The Los Angeles City Council will consider a proposal today to allow massive electronic signs along the 10 and 110 freeways next to the Los Angeles Convention Center. The proposal by Anschutz Entertainment Group reportedly calls for 50,000 square feet of advertising signs.

Last week, the Trade, Commerce, and Tourism Committee – a city committee that oversees the LA Convention Center – approved the agreement to sell the city’s signage rights to AEG, owners of Staples Center. The agreement would give AEG exclusive rights to build electronic displays, message boards and standard, static signs.

The City Council has the final say.

Councilmember Janice Hahn, who chairs the committee, told the Los Angeles Times that the deal was a “creative” way to raise revenue for the city, at least $2 million a year over the next decade.

Councilwoman Jan Perry, who successfully spearheaded an effort in the spring to allow two 76-foot-tall monster-size double-faced billboards next to the 10 Freeway, told the Times that the wall of digital signs wouldn’t affect residential neighborhoods, and the area surrounding the convention center and Staples Center already is designated as a sports and entertainment zone.

The council vote comes a day after the City’s Planning and Land Use Management (PLUM) Committee passed a motion that would address and fix the colossal problems that have been raised in court cases challenging the city's sign ordinance.
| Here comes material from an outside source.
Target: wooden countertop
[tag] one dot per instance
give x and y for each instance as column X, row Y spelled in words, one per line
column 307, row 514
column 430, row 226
The motion, introduced by city councilmember Jack Weiss on July 29, calls for the city's planning department, Department of Building and Safety and City Attorney Rocky Delgadillo's office to revise and toughen the 2002 ban on billboards. The motion is set to go to city council in the next few months.

The Coalition to Ban Billboard Blight’s Dennis Hathaway says that while the billboard sign ordinance is being rewritten the city council “ shouldn’t make any discretionary approval of new signs or sign districts.”

“Hahn’s push for digital signs on the convention center could well give the litigious outdoor advertising industry more ammunition for their legal claims,” says Hathaway. “If logic were to prevail, the city would immediately declare a moratorium on any discretionary approvals of signage and special sign districts until the revised ordinance is in place.”